Since After the Fire, A Still Small Voice, Evie Wyld has been ranked among the best new British writers by the Daily Telegraph and BBC2′s The Culture Show. Her second novel, All the Birds, Singing, is published in February. She talks to Fleeting’s David Whelan about cake, grandparents and looking for ghosts on YouTube.

What are three basic things you need to be content in life?
Tomatoes, isolation, blanket.
Do you believe in ghosts, or want to believe in ghosts but really can’t, or dismiss ghosts outright?
I am an atheist, but ghost stories are my favourite things, and I spend too much time on Saturday mornings looking up clips on YouTube of ‘ghosts caught on film’.
Is a cupcake sufficient for you, or do you call for another?

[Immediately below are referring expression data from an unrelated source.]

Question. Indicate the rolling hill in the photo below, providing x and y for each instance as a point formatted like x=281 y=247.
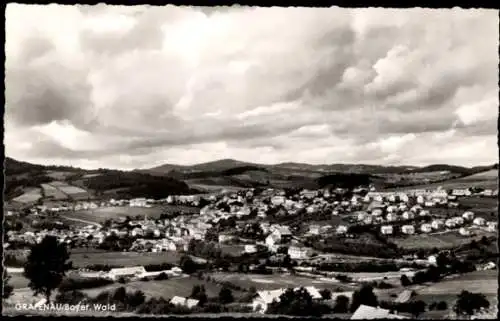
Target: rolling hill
x=160 y=181
x=24 y=178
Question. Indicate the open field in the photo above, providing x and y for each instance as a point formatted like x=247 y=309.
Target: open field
x=167 y=288
x=17 y=280
x=58 y=175
x=271 y=282
x=488 y=179
x=481 y=205
x=440 y=241
x=53 y=192
x=31 y=195
x=124 y=259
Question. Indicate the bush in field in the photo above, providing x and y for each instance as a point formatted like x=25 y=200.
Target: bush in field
x=469 y=303
x=71 y=284
x=71 y=297
x=161 y=276
x=226 y=295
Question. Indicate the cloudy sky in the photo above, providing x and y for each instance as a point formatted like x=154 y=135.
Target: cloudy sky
x=134 y=87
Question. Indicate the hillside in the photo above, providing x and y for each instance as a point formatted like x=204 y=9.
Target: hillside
x=27 y=183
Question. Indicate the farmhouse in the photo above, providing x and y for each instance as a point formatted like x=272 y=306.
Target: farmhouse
x=365 y=312
x=386 y=230
x=464 y=231
x=127 y=272
x=341 y=229
x=426 y=228
x=469 y=216
x=408 y=229
x=492 y=226
x=437 y=224
x=189 y=303
x=299 y=253
x=479 y=221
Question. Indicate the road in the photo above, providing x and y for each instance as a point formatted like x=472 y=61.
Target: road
x=82 y=221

I do not understand the excitement about cupcakes. This is a small cake. This is not a fantastic invention. I like my cakes in slices, or if necessary, fistfuls.
If you were now thirteen again, what would you do that you did not do when you were thirteen the first time, and what would you not do that you did?
I would pay more attention to my grandparents. I would not take any notice of the people who thought my cropped, tasselled, shoulder padded leather jacket was not the coolest thing ever.
If someone approached you saying, “lead me to the music,” how would you respond?
Punch to the throat.
Would a small red balloon cheer you up?
I would be frightened about where it had come from if it just appeared, so no not really. What if it was from Pennywise the Clown?
If you could reverse or bend a moment in history into an outcome regarded as the opposite of what happened, or at least as substantially different, what moment would it be?
I would like it if Steve Irwin hadn’t died. Anything more substantial than that seems to be asking for trouble.
Is there enough time left?
There’s time enough today for a bath, 1000 words and some tomatoes. That’s something.
Evie was interviewed by David Whelan, who asked questions from his copy of The Interrogative Mood: A Novel? by Padgett Powell.